Severity
Medium
Analysis Summary
CVE-2025-20113 CVSS:7.1
Cisco Unified Intelligence Center could allow a remote authenticated attacker to gain elevated privileges on the system, caused by insufficient server-side validation of user-supplied parameters in API or HTTP requests.
CVE-2025-20114 CVSS:4.3
Cisco Unified Intelligence Center could allow a remote authenticated attacker to gain elevated privileges on the system, caused by insufficient validation of user-supplied parameters in API requests.
CVE-2025-20112 CVSS:5.1
Cisco Unified Communications Products could allow a local authenticated attacker to gain elevated privileges on the system, caused by excessive permissions that have been assigned to system commands.
CVE-2025-20242 CVSS:6.5
Cisco Unified Contact Center Enterprise (CCE) could allow a remote attacker to read or modify data, caused by the lack of proper authentication controls.
Impact
- Data Manipulation
- Privilege Escalation
Indicators of Compromise
CVE
CVE-2025-20113
CVE-2025-20114
CVE-2025-20112
CVE-2025-20242
Affected Vendors
- Cisco
Affected Products
- Cisco Unified Communications Manager Session Management Edition (SME)

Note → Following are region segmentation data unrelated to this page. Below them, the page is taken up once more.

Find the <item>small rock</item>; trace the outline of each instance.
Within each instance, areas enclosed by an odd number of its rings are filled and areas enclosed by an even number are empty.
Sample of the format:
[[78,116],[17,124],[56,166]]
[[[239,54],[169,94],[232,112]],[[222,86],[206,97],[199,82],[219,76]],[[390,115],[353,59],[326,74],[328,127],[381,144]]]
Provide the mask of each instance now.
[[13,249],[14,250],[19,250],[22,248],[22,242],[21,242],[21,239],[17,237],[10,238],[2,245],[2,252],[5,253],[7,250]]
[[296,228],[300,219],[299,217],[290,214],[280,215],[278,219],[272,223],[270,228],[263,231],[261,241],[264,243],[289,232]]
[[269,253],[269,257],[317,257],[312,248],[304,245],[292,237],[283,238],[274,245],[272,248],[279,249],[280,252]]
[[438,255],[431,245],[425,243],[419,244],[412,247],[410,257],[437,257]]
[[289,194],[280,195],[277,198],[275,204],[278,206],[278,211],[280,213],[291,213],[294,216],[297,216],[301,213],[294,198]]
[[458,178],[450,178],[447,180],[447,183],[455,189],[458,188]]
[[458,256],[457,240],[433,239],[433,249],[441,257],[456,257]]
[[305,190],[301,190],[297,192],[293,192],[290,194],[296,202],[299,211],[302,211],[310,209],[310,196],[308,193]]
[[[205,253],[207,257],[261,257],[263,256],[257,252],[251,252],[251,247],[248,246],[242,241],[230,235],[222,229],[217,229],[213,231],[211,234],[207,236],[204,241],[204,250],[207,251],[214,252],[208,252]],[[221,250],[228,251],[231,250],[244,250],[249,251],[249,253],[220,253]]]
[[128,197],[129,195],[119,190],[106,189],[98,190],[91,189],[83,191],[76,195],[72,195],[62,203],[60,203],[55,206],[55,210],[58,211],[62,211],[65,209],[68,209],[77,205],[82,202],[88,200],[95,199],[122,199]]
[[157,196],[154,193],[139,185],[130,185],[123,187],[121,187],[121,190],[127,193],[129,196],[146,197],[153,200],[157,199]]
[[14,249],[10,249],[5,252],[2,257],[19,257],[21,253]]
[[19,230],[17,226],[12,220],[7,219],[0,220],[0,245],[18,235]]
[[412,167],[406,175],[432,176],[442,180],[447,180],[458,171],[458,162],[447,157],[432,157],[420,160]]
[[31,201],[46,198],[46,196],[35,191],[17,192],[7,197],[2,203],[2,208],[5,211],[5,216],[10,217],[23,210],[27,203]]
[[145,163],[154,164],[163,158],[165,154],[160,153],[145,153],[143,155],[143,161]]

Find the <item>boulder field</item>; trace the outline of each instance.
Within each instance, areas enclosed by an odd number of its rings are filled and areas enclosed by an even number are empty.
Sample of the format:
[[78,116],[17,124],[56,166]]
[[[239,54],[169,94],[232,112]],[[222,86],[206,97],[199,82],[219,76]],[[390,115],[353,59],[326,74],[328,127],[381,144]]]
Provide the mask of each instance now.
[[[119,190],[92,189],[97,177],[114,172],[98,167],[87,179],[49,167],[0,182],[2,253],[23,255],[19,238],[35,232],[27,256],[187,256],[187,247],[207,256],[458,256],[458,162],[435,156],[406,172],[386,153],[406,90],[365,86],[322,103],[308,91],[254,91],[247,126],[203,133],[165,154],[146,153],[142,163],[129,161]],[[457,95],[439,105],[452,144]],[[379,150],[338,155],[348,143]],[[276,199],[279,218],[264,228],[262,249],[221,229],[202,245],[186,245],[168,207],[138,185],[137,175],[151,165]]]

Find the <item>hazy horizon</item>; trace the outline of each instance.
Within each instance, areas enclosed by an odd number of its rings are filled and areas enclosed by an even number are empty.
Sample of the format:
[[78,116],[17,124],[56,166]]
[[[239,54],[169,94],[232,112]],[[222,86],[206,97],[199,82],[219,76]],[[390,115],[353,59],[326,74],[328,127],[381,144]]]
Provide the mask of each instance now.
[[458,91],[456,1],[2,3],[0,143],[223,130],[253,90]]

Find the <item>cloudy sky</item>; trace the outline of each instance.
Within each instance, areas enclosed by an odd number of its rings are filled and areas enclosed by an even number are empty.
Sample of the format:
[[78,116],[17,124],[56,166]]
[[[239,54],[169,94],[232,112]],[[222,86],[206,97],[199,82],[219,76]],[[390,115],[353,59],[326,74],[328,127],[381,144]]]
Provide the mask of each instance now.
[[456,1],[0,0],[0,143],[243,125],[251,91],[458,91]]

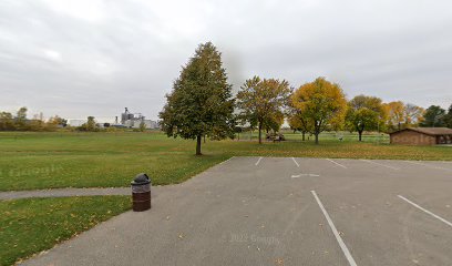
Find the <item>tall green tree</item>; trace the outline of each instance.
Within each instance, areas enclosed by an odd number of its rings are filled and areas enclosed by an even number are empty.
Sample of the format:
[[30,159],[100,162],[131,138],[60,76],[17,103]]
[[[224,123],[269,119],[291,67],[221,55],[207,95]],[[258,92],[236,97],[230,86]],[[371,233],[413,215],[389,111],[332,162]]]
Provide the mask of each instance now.
[[319,134],[327,127],[338,127],[343,123],[347,100],[342,89],[325,78],[301,85],[291,95],[291,106],[304,114],[310,133],[319,143]]
[[420,123],[424,127],[444,126],[445,110],[439,105],[431,105],[423,114],[423,121]]
[[280,116],[289,99],[291,89],[285,80],[264,79],[254,76],[246,80],[237,93],[237,108],[239,117],[246,120],[251,126],[257,125],[259,144],[263,143],[263,129],[280,126]]
[[19,131],[27,131],[27,108],[20,108],[16,115],[16,129]]
[[0,112],[0,131],[16,130],[14,119],[9,112]]
[[346,124],[350,131],[357,131],[359,141],[362,141],[362,132],[377,130],[383,115],[381,99],[358,95],[348,103]]
[[94,116],[88,116],[88,122],[85,124],[86,131],[95,131],[95,119]]
[[444,115],[444,125],[452,129],[452,104],[449,106],[448,114]]
[[202,154],[203,136],[234,137],[232,85],[227,82],[222,53],[210,42],[196,49],[166,100],[160,113],[163,131],[168,136],[196,139],[196,155]]

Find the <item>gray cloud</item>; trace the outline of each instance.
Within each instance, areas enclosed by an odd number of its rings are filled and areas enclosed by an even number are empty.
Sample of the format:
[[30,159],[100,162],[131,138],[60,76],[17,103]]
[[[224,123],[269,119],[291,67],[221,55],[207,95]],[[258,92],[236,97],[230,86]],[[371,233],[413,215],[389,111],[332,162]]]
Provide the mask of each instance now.
[[156,119],[198,43],[223,52],[235,90],[254,74],[322,75],[360,93],[452,103],[450,1],[0,2],[0,110]]

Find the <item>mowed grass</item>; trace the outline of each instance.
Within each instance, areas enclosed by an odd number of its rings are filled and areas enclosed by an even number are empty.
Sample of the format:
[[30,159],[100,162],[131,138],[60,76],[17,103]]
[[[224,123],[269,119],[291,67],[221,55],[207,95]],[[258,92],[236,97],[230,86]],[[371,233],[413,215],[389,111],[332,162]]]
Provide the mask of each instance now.
[[0,202],[0,265],[12,265],[131,208],[126,196]]
[[[388,144],[387,136],[326,133],[312,137],[286,133],[288,142],[207,141],[203,156],[195,142],[162,133],[0,133],[0,191],[54,187],[127,186],[142,172],[154,185],[181,183],[230,156],[452,160],[452,149]],[[242,139],[246,136],[242,134]],[[249,136],[249,134],[248,134]]]

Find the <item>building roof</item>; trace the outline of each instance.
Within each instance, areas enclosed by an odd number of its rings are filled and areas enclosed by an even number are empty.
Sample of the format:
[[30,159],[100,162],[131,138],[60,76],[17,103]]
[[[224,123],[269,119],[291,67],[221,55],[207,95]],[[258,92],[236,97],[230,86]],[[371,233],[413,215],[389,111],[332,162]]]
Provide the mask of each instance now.
[[399,133],[402,131],[415,131],[427,135],[452,135],[452,129],[448,127],[408,127],[401,131],[392,132],[391,134]]

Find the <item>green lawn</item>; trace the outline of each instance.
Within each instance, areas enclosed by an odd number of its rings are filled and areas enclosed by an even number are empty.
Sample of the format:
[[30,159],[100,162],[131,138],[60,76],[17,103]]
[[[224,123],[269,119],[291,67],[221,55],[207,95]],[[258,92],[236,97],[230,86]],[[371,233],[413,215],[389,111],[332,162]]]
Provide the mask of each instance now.
[[[242,134],[244,137],[245,134]],[[343,135],[343,141],[338,136]],[[248,134],[249,136],[249,134]],[[389,145],[386,135],[326,133],[320,144],[301,142],[207,141],[204,156],[195,142],[161,133],[0,133],[0,191],[51,187],[127,186],[146,172],[153,184],[183,182],[230,156],[306,156],[348,158],[452,160],[451,147]]]
[[0,201],[0,265],[12,265],[131,208],[127,196]]
[[[141,172],[154,184],[179,183],[230,156],[452,160],[451,147],[389,145],[387,135],[366,135],[359,143],[355,134],[325,133],[319,145],[312,137],[302,142],[300,134],[285,135],[288,142],[263,145],[207,141],[205,155],[195,156],[194,141],[162,133],[0,132],[0,191],[127,186]],[[256,140],[256,133],[251,136]],[[2,201],[0,264],[51,248],[130,205],[127,196]]]

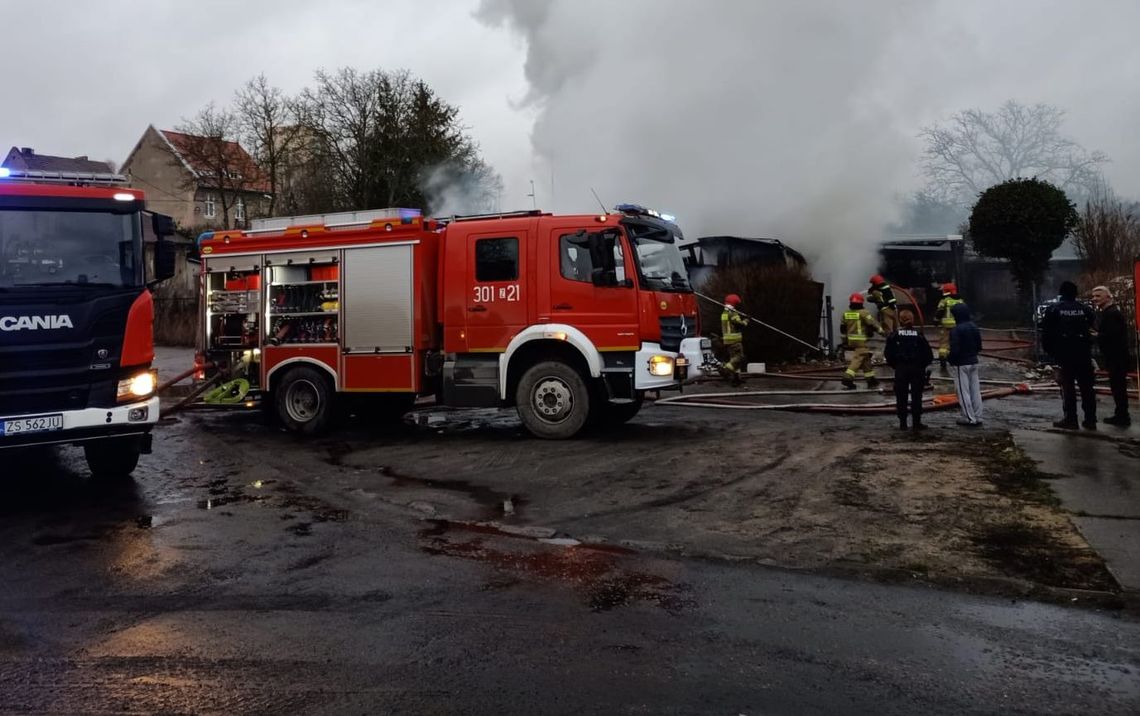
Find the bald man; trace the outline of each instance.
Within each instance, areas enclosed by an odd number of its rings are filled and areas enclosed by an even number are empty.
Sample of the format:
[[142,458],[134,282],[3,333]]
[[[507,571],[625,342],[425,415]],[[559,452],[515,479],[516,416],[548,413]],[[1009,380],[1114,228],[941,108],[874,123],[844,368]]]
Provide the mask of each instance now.
[[1113,401],[1116,404],[1116,412],[1104,422],[1127,428],[1132,424],[1132,417],[1129,416],[1127,324],[1107,286],[1092,290],[1092,302],[1097,307],[1097,344],[1100,347],[1100,357],[1105,361]]

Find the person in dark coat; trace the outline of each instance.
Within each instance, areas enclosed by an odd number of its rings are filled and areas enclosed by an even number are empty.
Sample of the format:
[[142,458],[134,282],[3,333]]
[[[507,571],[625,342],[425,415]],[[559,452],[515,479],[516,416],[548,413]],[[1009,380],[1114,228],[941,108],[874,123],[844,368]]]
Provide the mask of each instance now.
[[910,397],[911,425],[914,432],[925,430],[922,424],[922,388],[927,381],[927,368],[934,363],[934,351],[922,332],[914,327],[914,314],[898,312],[898,328],[887,336],[883,351],[887,365],[895,369],[895,407],[898,410],[898,429],[906,430],[906,399]]
[[950,353],[946,360],[954,366],[954,389],[962,417],[959,425],[982,424],[982,381],[978,377],[978,353],[982,352],[982,331],[970,316],[970,307],[955,303],[950,312],[954,327],[950,329]]
[[[1042,344],[1057,366],[1065,415],[1053,428],[1076,430],[1076,388],[1081,389],[1081,409],[1085,430],[1097,429],[1097,393],[1093,392],[1092,327],[1096,312],[1076,300],[1076,284],[1066,280],[1059,300],[1049,307],[1041,323]],[[1076,387],[1074,387],[1074,383]]]
[[1105,423],[1127,428],[1132,424],[1129,415],[1127,324],[1107,286],[1092,290],[1092,302],[1097,307],[1097,344],[1100,345],[1100,358],[1108,372],[1108,385],[1113,389],[1113,401],[1116,404],[1116,412],[1106,417]]

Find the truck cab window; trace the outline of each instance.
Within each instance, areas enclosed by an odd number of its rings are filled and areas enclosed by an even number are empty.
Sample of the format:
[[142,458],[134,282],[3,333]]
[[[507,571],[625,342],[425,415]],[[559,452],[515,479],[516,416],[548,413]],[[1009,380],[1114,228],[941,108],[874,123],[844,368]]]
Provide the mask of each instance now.
[[[613,262],[618,282],[625,280],[625,253],[621,251],[620,241],[613,243]],[[581,244],[580,235],[563,234],[559,237],[559,266],[563,278],[591,283],[594,262],[591,260],[589,250]]]
[[519,280],[519,239],[477,239],[475,280]]

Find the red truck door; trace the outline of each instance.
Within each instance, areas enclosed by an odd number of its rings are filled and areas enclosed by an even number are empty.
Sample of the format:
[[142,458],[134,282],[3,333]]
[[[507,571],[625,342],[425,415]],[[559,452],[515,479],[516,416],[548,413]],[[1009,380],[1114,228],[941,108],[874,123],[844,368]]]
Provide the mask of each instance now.
[[467,236],[466,339],[472,352],[500,352],[528,325],[527,231]]
[[[637,291],[633,267],[624,239],[616,236],[612,251],[617,263],[617,285],[595,285],[591,251],[584,234],[577,228],[552,228],[544,231],[539,255],[542,270],[548,276],[543,283],[538,318],[544,323],[564,323],[579,328],[601,350],[638,350]],[[616,229],[611,229],[614,234]]]

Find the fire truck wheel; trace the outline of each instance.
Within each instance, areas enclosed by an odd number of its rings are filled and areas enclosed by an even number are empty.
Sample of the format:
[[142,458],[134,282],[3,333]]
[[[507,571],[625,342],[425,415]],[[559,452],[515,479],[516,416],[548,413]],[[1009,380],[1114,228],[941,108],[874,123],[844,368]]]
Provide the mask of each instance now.
[[299,366],[282,377],[274,390],[277,416],[293,432],[317,434],[333,418],[333,388],[316,368]]
[[138,438],[96,440],[83,446],[83,456],[96,480],[127,480],[139,464],[141,448]]
[[589,388],[581,374],[564,363],[547,360],[522,374],[515,393],[519,417],[531,434],[565,440],[589,417]]

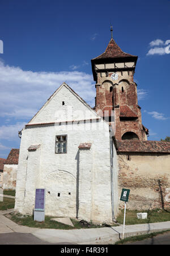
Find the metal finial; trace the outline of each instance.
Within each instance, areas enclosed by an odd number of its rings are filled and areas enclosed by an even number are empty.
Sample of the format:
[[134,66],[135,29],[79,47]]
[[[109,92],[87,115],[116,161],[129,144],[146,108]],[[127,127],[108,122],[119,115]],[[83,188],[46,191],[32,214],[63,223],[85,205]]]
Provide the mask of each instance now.
[[110,26],[110,31],[111,31],[111,38],[113,38],[113,27]]

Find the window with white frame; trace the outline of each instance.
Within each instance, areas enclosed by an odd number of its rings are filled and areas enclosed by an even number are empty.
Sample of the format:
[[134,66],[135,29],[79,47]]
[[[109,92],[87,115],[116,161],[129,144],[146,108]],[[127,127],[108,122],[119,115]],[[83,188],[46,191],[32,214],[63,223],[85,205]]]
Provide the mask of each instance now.
[[66,135],[56,136],[56,148],[55,152],[66,153],[67,152],[67,136]]

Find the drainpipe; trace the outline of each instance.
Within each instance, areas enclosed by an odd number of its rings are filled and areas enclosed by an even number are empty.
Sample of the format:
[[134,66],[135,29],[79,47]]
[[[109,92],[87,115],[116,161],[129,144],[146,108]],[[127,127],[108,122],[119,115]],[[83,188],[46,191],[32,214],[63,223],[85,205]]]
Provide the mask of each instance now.
[[109,138],[110,138],[110,179],[111,179],[111,200],[112,200],[112,221],[116,222],[114,212],[114,192],[113,192],[113,137],[112,137],[112,126],[109,125]]

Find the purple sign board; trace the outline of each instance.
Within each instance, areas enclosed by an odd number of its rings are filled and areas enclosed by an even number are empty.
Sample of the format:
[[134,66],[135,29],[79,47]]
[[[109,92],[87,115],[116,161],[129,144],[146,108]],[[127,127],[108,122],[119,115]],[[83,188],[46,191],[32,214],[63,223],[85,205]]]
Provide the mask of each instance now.
[[35,210],[44,210],[45,209],[45,188],[36,188],[35,197]]

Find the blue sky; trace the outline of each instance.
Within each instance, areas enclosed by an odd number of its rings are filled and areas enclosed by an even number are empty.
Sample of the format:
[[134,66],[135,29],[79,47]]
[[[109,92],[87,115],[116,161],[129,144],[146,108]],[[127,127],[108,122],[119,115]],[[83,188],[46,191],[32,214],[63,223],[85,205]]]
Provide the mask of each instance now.
[[138,56],[148,139],[170,136],[169,11],[169,0],[1,0],[0,158],[19,147],[18,130],[63,82],[94,106],[90,61],[105,51],[110,23],[122,51]]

- Cisco Unified Intelligence Center (CUIC)
- Cisco Unified Contact Center Enterprise (CCE)
- Cisco Unified Contact Center Express (Unified CCX)
- Cisco Virtualized Voice Browser
- Cisco Unified CCE Cloud Connect Release
Remediation
Refer to Cisco Security Advisory for patch, upgrade, or suggested workaround information.